Each time we heard a car engine on the lane outside, which was not often, I leaped to my feet. I couldn’t wait to be in Ricky’s father’s car powering out of Cornwall, I couldn’t wait to be off. I wanted to be as far away from Trethene as I could be. While my mother fussed on about snakes and scorpions, I stared at the clock, oblivious to her. Every minute seemed to drag on. The big hand took an age to complete each circuit of the clockface, and the ticking was like torture to me.
While we waited in the cottage, Ellen picked up the fire poker, the same poker with which her father had tried to kill Adam Tremlett, and she smashed up the piano.
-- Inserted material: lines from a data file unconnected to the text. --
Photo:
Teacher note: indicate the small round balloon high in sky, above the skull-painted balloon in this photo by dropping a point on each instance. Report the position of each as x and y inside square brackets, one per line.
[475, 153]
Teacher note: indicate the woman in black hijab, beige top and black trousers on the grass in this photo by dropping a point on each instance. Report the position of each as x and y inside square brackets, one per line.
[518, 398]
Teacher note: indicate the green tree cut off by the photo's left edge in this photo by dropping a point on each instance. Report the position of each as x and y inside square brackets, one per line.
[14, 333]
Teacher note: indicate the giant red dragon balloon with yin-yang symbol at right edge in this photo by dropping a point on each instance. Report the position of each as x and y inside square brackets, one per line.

Nothing salvageable was left.
But I didn’t know about that. I watched the clock and listened to my mother, and at last, at long last, the Land Rover arrived. Mum invited Ricky and Mr Wendon in for a cup of tea, but I think we were all relieved when he said we’d better be getting straight off. Dad came in from the garden, stiff and embarrassed in front of the senior officer. I kissed my parents goodbye quickly, and Ricky and his father shook their hands, then I sat in the back and watched as we drove out of Cross Hands Lane, waving to Mum and Dad through the rear window until they were out of sight. Then I slumped in the seat clutching the foil-wrapped sandwiches Mum had thrust into my lap at the last moment, and watched the Lizard peninsula go past. I was so relieved to be leaving, so glad that every second, the distance between Ellen and me was growing greater. Ricky and his father were talking, making conversation. I answered questions directed at me politely, but most of the time I was silent. When we finally crossed the Cornwall county boundary line, heading through
Devon towards the M5 motorway, I fell asleep, my head cushioned by my jumper.